I trained as a macromolecular X-ray crystallographer and my research has contributed broadly to structural biology; experimental design; mechanistic enzymology—energetic coupling within proteins; bioinformatics; and evolutionary biology—the origin of genetic coding.

Two mysteries about enzymes have fascinated me throughout my career: how they work and where they came from.
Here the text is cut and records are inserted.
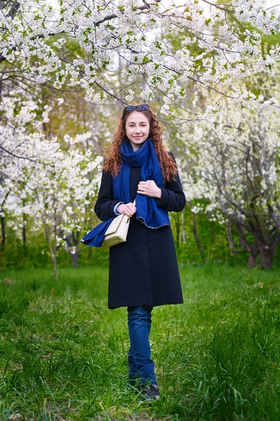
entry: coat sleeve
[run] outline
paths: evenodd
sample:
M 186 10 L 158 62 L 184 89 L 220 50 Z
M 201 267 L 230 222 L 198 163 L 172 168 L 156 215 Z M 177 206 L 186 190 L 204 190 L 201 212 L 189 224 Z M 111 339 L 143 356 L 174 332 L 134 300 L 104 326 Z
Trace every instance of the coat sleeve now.
M 174 155 L 168 152 L 175 163 Z M 180 212 L 186 206 L 186 198 L 182 188 L 179 174 L 177 172 L 175 180 L 167 181 L 165 187 L 161 187 L 161 199 L 156 199 L 159 208 L 168 212 Z
M 114 200 L 113 178 L 109 173 L 103 170 L 94 211 L 100 220 L 107 221 L 116 216 L 114 208 L 119 203 L 119 200 Z

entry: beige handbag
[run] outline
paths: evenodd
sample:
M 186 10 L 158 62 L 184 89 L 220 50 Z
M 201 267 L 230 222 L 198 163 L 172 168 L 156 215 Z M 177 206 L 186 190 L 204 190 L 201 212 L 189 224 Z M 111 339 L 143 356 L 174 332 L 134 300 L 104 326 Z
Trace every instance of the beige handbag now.
M 107 229 L 101 248 L 108 248 L 126 241 L 130 220 L 125 213 L 116 216 Z

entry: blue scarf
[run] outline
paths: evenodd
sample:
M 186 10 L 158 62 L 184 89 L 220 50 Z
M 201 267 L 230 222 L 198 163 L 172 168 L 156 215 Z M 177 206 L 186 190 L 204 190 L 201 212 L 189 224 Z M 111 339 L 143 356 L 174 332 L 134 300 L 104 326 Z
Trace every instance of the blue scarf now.
M 131 167 L 140 166 L 141 180 L 153 180 L 159 187 L 163 186 L 161 170 L 154 148 L 152 140 L 148 138 L 135 152 L 132 150 L 128 139 L 121 145 L 123 164 L 116 177 L 113 178 L 114 199 L 128 203 L 131 201 L 129 178 Z M 167 210 L 159 208 L 154 198 L 137 194 L 136 219 L 148 228 L 160 228 L 170 225 Z M 113 220 L 111 218 L 93 228 L 81 241 L 86 246 L 100 247 L 105 234 Z

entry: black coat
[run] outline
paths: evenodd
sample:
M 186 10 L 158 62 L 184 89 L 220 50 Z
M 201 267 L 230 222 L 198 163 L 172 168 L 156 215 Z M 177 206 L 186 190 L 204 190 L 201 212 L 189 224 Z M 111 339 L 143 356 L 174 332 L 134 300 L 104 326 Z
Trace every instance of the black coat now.
M 171 154 L 174 159 L 173 156 Z M 174 159 L 175 161 L 175 159 Z M 140 180 L 140 167 L 131 168 L 131 201 L 135 199 Z M 160 208 L 180 212 L 186 204 L 179 175 L 164 184 Z M 102 221 L 115 216 L 111 174 L 103 171 L 94 210 Z M 147 228 L 131 218 L 125 243 L 109 248 L 108 307 L 149 305 L 183 302 L 174 241 L 171 227 Z

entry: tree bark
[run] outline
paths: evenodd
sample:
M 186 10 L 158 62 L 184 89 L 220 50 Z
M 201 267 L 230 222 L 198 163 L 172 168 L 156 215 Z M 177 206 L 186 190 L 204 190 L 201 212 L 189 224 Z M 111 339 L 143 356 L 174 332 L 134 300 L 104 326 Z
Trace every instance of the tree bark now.
M 80 254 L 81 248 L 78 248 L 75 253 L 71 253 L 71 261 L 72 267 L 76 267 L 78 266 L 78 259 Z
M 5 248 L 5 241 L 6 241 L 6 231 L 5 231 L 5 217 L 1 217 L 1 248 L 4 250 Z
M 197 246 L 199 248 L 199 253 L 201 255 L 201 258 L 204 258 L 204 251 L 202 250 L 202 247 L 201 247 L 201 243 L 200 242 L 198 234 L 197 234 L 197 229 L 196 229 L 196 214 L 193 213 L 193 215 L 194 215 L 194 219 L 193 219 L 193 227 L 192 227 L 192 232 L 194 233 L 194 239 L 196 241 L 196 244 Z
M 271 248 L 269 246 L 262 244 L 260 247 L 260 265 L 264 269 L 272 269 L 273 259 L 275 254 L 275 248 Z
M 250 250 L 250 256 L 247 262 L 248 267 L 255 267 L 257 266 L 257 258 L 258 252 L 258 243 L 255 240 L 254 240 L 253 244 Z

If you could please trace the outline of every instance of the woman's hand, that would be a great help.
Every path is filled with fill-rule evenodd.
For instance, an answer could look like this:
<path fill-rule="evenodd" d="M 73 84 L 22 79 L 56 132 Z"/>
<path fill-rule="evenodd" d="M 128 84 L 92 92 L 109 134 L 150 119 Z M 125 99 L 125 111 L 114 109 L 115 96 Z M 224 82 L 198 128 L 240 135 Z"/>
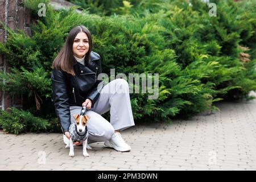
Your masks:
<path fill-rule="evenodd" d="M 68 139 L 69 139 L 70 138 L 70 133 L 69 131 L 66 131 L 64 133 L 65 136 L 67 136 L 67 138 L 68 138 Z M 82 143 L 82 142 L 76 142 L 73 143 L 76 146 L 79 146 L 80 144 L 81 144 Z"/>
<path fill-rule="evenodd" d="M 92 107 L 92 101 L 89 98 L 86 98 L 85 101 L 82 104 L 82 107 L 84 106 L 86 106 L 86 109 L 90 109 Z"/>

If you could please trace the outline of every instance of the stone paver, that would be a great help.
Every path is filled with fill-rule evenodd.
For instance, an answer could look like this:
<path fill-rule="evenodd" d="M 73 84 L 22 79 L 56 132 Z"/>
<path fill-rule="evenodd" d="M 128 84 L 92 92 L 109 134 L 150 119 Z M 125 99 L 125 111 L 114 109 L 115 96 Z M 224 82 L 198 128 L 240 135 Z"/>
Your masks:
<path fill-rule="evenodd" d="M 1 170 L 256 170 L 256 100 L 217 104 L 220 112 L 122 132 L 130 152 L 92 144 L 68 156 L 61 134 L 0 132 Z"/>

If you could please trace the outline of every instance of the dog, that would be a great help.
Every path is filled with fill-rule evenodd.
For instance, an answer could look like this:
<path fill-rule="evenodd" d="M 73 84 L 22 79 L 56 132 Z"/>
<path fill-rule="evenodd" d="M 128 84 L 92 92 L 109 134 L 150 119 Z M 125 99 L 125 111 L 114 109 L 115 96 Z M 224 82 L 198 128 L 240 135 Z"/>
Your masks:
<path fill-rule="evenodd" d="M 89 133 L 86 125 L 90 117 L 88 115 L 80 115 L 79 114 L 74 114 L 73 117 L 75 119 L 75 122 L 70 125 L 69 129 L 70 133 L 69 143 L 65 148 L 69 148 L 68 155 L 73 157 L 75 156 L 73 142 L 82 142 L 82 154 L 85 157 L 88 157 L 90 155 L 87 153 L 86 149 L 92 150 L 92 147 L 87 143 Z"/>

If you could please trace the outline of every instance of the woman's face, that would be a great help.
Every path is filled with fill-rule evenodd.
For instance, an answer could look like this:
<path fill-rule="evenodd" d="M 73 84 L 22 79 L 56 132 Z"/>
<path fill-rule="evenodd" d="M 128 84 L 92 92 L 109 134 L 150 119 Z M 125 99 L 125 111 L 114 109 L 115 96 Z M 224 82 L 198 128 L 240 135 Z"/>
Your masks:
<path fill-rule="evenodd" d="M 89 39 L 87 35 L 79 32 L 76 35 L 73 43 L 73 53 L 78 58 L 82 58 L 89 51 Z"/>

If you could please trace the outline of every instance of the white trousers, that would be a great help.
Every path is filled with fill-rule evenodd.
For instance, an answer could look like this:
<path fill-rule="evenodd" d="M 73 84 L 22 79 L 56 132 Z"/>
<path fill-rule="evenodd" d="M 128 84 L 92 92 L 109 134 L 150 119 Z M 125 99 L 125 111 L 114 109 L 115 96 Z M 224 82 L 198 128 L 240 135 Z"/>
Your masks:
<path fill-rule="evenodd" d="M 82 106 L 69 107 L 72 122 L 75 122 L 73 115 L 80 114 L 81 109 Z M 109 110 L 110 122 L 101 115 Z M 86 114 L 90 117 L 87 123 L 88 143 L 108 140 L 115 130 L 122 131 L 134 126 L 128 82 L 118 78 L 105 85 L 93 107 L 87 110 Z M 64 142 L 67 139 L 65 136 Z"/>

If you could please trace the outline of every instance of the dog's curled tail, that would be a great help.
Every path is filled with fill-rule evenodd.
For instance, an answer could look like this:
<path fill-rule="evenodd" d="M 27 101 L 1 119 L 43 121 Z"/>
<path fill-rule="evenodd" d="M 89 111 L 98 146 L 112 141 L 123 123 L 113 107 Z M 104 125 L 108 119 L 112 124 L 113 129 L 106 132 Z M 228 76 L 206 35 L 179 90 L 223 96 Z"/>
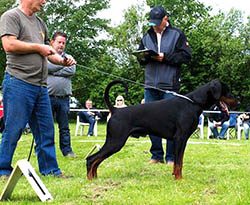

Tryptophanyl-tRNA synthetase (TrpRS) introduced my group to novel aspects of both mysteries:

Mechanistic Enzymology and Allostery

  • Ligand-dependent crystal growth gave us a full set of conformations related to the mechanism (Fig. 1).
  • Combinatorial mutagenesis and thermodynamic cycles allowed us to identify what we feel are the central long-range coupling between domain motion, catalysis, and specificity (Fig. 2).
  • Minimum action pathways furnished computational parameters we could correlate quantitatively with both structural and functional consequences of the mutagenesis (Fig. 3).
  • TrpRS illustrates the conversion of ATP hydrolysis free energy into information with the use of an “escapement mechanism” which allows it to transcend the second law of thermodynamics (Fig. 4, Fig. 5).

Origins of genetic coding

  • Modular deconstruction of superposed 3D structures of the two aminoacyl-tRNA synthetase superfamilies led to the identification of successively more highly conserved motifs—Urzymes and Protozymes—that we have expressed and shown retain high catalytic proficiencies (Figure 6).
  • We built sound, multidimensional support for the Rodin-Ohno hypothesis that the two aminoacyl-tRNA synthetase superfamilies descended from opposite strands of the same ancestral bidirectional gene (Figure 7).
  • Bidirectional coding is a bizarre notion; it means that the unique information in a gene has two entirely different interpretations, depending on which strand is translated (Figure 8).
  • We related amino acid physical chemistry to both protein folding and tRNA recognition (Figure 9).
  • We uncovered the recognition signals in tRNA bases that implement the complementary duality observed in the aminoacyl-tRNA synthetases (Figure  10).
  • Relationships in Figures 8 and 9  demonstrate how cognate aaRS/tRNA pairs became the molecular dictionary that translates  the genetic code. They also serve as a nanosensing mechanism essential to indirect, computational genetic coding (Figure 11).
  • The most important selective advantage of ancestral bidirectional coding was probably that it assured the colonization of parts of amino acid sequence space that are as distinct as possible from each other, assuring that descendants of the aaRS could generate the diversity seen in the proteome.
  • They establish a convincing scenario for how the synthetases were able evolve—reflexively—as the first proteins able to enforce the rules by which they are translated (Figure 11).